The first modern Olympic Games took place in Athens in 1896. According to the Olympics website, news coverage from the first modern Olympics stated, "Men in traditional Greek attire mingled with Europeans in suits." Uniforms of a sort can be seen throughout the photography of this event, with participants such as the Athens 1896 Princeton University team wearing what appears to be all white attire, with sashes sweeping diagonally downwards from one shoulder.
During the 1900 Olympics held in Paris, the French rugby team wore their kit, as did other Olympic athletes taking part in team sports. Although athletes taking part in solo sports wore appropriate sportswear of the time period, looking back through the photo archives of the 1900 Olympic Games, there doesn't appear to be a continuous uniform worn by individual countries. The same seems true of the 1904 Olympic Games at St. Louis.

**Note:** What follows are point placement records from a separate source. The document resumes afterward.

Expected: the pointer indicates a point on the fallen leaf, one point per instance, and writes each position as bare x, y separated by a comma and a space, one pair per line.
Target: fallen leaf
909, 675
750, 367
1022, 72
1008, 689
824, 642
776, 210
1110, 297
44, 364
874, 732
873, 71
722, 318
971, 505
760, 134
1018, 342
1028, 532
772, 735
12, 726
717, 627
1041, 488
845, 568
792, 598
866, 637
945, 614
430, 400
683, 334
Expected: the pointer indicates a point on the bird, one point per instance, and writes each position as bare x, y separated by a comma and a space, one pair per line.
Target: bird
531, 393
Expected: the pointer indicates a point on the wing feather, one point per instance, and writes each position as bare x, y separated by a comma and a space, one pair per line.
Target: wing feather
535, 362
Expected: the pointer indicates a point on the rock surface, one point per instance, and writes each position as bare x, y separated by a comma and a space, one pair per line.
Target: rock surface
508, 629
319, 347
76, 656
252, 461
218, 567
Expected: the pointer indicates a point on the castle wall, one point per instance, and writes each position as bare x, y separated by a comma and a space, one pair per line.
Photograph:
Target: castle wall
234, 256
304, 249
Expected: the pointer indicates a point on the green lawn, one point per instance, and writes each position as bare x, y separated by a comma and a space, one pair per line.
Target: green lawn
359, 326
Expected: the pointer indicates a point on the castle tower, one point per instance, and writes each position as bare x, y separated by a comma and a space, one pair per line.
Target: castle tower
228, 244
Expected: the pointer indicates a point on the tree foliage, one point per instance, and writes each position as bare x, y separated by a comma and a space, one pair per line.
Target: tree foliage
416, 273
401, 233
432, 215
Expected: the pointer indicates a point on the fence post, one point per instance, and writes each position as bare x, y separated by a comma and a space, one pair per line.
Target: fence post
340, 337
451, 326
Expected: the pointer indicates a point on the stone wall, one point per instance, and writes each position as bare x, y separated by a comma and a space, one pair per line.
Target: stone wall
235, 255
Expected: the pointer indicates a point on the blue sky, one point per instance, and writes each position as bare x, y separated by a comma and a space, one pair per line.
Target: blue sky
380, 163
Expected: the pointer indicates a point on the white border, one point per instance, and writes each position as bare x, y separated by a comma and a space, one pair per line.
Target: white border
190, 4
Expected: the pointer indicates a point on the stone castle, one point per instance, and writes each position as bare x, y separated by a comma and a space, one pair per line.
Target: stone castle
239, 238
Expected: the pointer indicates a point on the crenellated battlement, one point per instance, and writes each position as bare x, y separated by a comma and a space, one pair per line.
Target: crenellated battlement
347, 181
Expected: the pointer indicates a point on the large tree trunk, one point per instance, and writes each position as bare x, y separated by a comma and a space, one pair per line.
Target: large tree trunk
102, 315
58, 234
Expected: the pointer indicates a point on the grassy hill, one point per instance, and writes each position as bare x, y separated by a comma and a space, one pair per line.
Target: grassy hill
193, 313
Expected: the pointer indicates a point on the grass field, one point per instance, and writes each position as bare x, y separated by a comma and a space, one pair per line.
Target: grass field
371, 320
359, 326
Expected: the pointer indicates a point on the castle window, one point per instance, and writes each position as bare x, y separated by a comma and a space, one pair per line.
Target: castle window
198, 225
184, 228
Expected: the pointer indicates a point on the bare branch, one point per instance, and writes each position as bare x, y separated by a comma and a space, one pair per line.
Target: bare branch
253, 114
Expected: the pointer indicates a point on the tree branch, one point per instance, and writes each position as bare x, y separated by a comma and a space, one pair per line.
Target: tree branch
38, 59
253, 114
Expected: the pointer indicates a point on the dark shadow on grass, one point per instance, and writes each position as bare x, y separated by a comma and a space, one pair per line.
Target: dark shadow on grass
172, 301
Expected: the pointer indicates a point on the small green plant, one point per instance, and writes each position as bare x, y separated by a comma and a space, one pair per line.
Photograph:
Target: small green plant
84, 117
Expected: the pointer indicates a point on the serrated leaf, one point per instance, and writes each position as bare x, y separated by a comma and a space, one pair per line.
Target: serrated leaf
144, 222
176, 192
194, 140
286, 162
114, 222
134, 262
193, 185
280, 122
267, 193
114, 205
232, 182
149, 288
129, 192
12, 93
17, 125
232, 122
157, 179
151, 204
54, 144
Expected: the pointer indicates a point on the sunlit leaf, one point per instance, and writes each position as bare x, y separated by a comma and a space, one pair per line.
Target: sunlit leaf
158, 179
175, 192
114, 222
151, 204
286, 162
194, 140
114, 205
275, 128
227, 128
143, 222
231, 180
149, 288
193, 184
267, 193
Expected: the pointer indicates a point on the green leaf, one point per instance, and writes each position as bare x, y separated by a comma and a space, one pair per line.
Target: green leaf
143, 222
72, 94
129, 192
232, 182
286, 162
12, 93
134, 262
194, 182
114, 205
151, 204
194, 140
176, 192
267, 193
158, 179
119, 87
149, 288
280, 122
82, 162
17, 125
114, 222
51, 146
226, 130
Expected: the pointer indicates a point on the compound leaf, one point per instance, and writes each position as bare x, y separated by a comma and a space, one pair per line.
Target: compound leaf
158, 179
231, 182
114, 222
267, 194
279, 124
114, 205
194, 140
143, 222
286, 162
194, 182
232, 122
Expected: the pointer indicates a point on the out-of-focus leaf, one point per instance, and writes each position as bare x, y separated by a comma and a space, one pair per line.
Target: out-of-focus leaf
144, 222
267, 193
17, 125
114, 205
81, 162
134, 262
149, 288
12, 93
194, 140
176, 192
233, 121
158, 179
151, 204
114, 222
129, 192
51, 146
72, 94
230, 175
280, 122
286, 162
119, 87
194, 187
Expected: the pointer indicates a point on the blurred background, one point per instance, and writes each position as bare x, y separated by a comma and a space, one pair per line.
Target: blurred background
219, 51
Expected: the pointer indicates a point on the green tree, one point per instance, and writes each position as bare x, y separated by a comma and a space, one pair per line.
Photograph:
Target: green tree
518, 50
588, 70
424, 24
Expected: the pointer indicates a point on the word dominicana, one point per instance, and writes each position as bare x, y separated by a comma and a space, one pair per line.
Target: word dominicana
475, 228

Lattipongpun wrote an entire section in his paper about the Fourth Olympic Congress in Paris in 1906, and the artistic vision of the Olympic Games’ Opening and Closing Ceremonies. Lattipongpun discussed the minutes of a meeting held on May 23, 1906, "According to the minutes, the meeting attempted to carry out ideas to organize a celebration where sports and art could be combined. A celebration was recommended to be created alongside the sport competitions in which they could be associated with street celebrations, parades, music, and choirs." Lattipongpun later continued, "Parades, costumes, choirs, music, choreography, and decorations were to be used to enrich the ceremonies."
Delving into the archives, it appears that this artistic vision was put into place fairly quickly – a snap of the 1908 London Olympics shows costumed competitors marching past the Royal Box at the opening ceremony. In the same Games, Australasia are pictured in their Olympic uniforms with their sign, for the spectators to clearly see what team they belong to. In addition to this, U.S. athletes wore suits during the Opening Ceremony of the 1908 London Olympics; although this can't technically be classed as an Olympic Costume as we know them today, there's no denying the athletes looked uniform.
Looking through the images taken during the 1912 Stockholm Olympics and beyond into more contemporary territory, it appears in terms of Olympic Costumes, the rest is history. So whether you love them or hate them, you now know how the history of using costumes in the Olympics has unravelled over the years.